Does anyone think it is possible to become attracted to someone you have never met before??
For example, i have been speaking to a lad that my cousin set me up with (well i say set me up, i have never met him, but we started e-mailing each other and eventually it progressed onto phone calls) We speak every night on the phone and have arranged to meet up when he gets back from where he is stationed, The strange thing is, i have seen a pic of him and he is very good looking, but ive become attracted to his personality, i cant wait to speak to him on a night, coz our conversations can last for hours!
So, does anyone think it is possible to fancy someone just purely based on a personality??
Answers
No best answer has yet been selected by SGKelloe32. Once a best answer has been selected, it will be shown here.
For more on marking an answer as the "Best Answer", please visit our FAQ.Yes, I do think it's possible. However, i 'met' someone on line whos personality i was incredibly attracted to, when we met there just wasn't that 'chemisty' . We are now really good friends and i'm very glad i met him.

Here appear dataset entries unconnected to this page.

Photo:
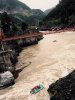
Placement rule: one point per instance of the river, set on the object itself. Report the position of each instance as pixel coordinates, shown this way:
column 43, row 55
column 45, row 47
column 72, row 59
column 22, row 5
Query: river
column 43, row 63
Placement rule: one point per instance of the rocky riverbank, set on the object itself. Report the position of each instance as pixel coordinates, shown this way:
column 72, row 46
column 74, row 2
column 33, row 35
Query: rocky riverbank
column 64, row 88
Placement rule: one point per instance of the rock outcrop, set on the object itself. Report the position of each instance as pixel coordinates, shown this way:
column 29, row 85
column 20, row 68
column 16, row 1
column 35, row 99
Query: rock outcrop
column 6, row 79
column 64, row 88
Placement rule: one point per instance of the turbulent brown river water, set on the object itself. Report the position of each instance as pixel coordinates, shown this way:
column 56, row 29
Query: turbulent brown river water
column 52, row 58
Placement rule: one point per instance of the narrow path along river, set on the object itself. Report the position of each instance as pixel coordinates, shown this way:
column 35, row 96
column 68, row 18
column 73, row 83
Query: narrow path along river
column 52, row 58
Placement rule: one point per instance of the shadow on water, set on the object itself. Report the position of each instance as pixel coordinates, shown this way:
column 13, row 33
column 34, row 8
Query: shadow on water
column 16, row 74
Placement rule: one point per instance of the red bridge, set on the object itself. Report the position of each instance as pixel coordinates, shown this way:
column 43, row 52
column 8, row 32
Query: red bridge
column 19, row 37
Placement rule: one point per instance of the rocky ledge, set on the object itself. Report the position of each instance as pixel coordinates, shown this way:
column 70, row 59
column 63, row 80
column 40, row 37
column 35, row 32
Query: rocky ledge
column 64, row 88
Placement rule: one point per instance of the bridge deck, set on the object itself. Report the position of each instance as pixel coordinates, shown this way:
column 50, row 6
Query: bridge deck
column 21, row 37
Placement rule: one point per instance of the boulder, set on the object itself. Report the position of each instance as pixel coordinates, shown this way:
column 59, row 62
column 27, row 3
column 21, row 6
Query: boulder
column 6, row 79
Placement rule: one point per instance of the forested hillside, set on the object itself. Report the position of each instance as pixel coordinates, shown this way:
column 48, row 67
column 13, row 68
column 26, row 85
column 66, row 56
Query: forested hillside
column 62, row 15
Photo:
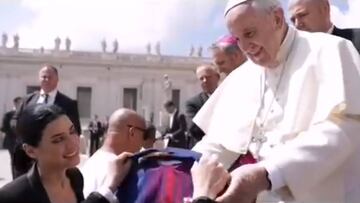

But i know many people who have both, Reserve a little bit of judgement until you meet him face to face as you just never know. But if you do have the chemistry face to face, then the fact that you fancy his personality is a fantastic foundation.
Good Luck xx
you can be in love with the idea of something so be careful! But if you think he's both physically & mentally attractive then wow! does it not depend if you saw the pic before you started speaking? Apparently people have individual smells and you're meant to be attracted to the smell which might be a problem but i think thats a bit far fetched! lol good luck!
Once again, so much good commonsense from people on here. I've found real-life friendship (not romance, as am spoken for!) via a message board, and the bunch of us meet in person when we can manage it. A small cautionary tale, though, which isn't concerned with the horror stories you hear about people online pretending to be who they're not, etc.
Years ago a rather naiive woman I knew fell into a long conversation with a man at a National Express coach station (or some such), while they were each waiting for their bus. They got on so well that it seemed worthwhile exchanging addresses, and they were pen-pals for some months. As she told it, they became so close that they 'pretty much fell in love' through their letters. So much so that they agreed she'd stay at his house upon her next visit to England from New Zealand. This was to be a 'no strings attached' arrangement, just to see whether a relationship was possible. The outcome was that when she got to his house in Hampshire, he pretty quickly made up his mind that they should be a couple, and she as quickly decided that they shouldn't! The 'chemistry' wasn't there for her.
However, he wouldn't leave her alone, and even (she told me) followed her to the loo. The advance agreement had been 'separate beds', but his interpretation of this was a single bed for her made up in his room.
A 'rescue committee' was convened, and a group of us got her away from him, staying with various of us until she went back to NZ. So, she rather misjudged the situation and her pen-pal's plan, and had no fall-back of her own for the event of needing a 'Plan B'. There is a sequel, but it's not relevant to this thread!